Investors should closely watch upcoming quarterly results and management commentary for signs of stabilisation or turnaround. Additionally, monitoring liquidity levels and sales trends will be crucial to assess whether the negative financial trajectory can be reversed. Until then, a cautious approach aligned with the current Sell rating is prudent.

Summary

In summary, REC Ltd’s current Sell rating by MarketsMOJO, updated on 15 Apr 2026, reflects a comprehensive evaluation of the company’s present-day fundamentals and market performance as of 10 June 2026. While the company retains good quality and fair valuation, the negative financial trend and mildly bearish technical outlook underpin the cautious stance. Investors should consider these factors carefully when making portfolio decisions and remain vigilant for any signs of operational improvement.

About MarketsMOJO Ratings

MarketsMOJO’s ratings are designed to provide investors with a clear, data-driven assessment of stocks based on multiple dimensions. The Sell rating indicates that the stock is expected to underperform relative to the market or sector averages, signalling a higher risk profile. This rating helps investors manage risk by identifying stocks that may not currently offer favourable risk-reward characteristics.

By analysing quality, valuation, financial trends, and technicals, MarketsMOJO aims to deliver a holistic view that supports informed investment decisions.

Stock Performance Snapshot as of 10 June 2026

REC Ltd’s recent returns illustrate the stock’s volatility and relative weakness:

  • 1 Day: -0.40%
  • 1 Week: +7.68%
  • 1 Month: -2.41%
  • 3 Months: +4.81%
  • 6 Months: +2.39%
  • Year-to-Date: -1.72%
  • 1 Year: -17.09%

These figures highlight the stock’s underperformance compared to the broader market, reinforcing the rationale behind the Sell rating.

Financial Highlights

The latest quarterly results ending March 2026 show:

  • Profit After Tax (PAT): ₹3,375.08 crores, down 21.8% versus the previous four-quarter average
  • Net Sales: ₹14,563.82 crores, the lowest quarterly figure recorded recently
  • Cash and Cash Equivalents: ₹1,611.09 crores, the lowest in the half-year period

These metrics underscore the financial challenges currently faced by REC Ltd.

Sector and Market Context

Operating within the finance sector as a midcap company, REC Ltd faces competitive pressures and macroeconomic headwinds that have impacted its recent performance. The broader market, represented by the BSE500 index, has also experienced negative returns of -4.45% over the past year, but REC Ltd’s steeper decline of -16.89% indicates company-specific issues that warrant investor caution.
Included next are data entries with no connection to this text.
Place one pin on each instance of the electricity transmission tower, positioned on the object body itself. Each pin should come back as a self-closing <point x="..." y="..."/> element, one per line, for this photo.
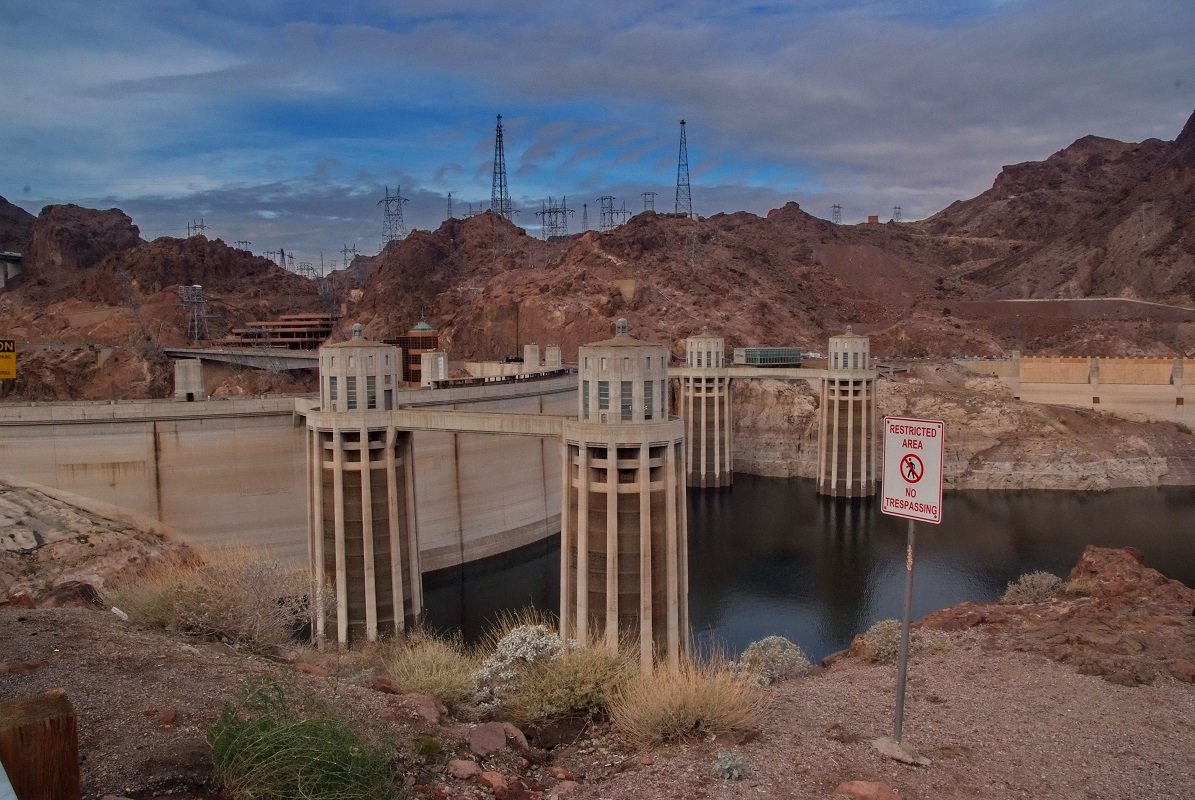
<point x="393" y="227"/>
<point x="555" y="219"/>
<point x="500" y="196"/>
<point x="196" y="319"/>
<point x="684" y="197"/>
Investors should weigh these sectoral and market factors alongside company-specific data when considering their investment strategy.

Conclusion

REC Ltd’s current Sell rating by MarketsMOJO reflects a prudent assessment based on up-to-date financial and market data as of 10 June 2026. While the company retains some positive attributes in quality and valuation, the negative financial trend and technical signals suggest that investors should remain cautious. Monitoring future developments will be essential to identify any potential turnaround opportunities.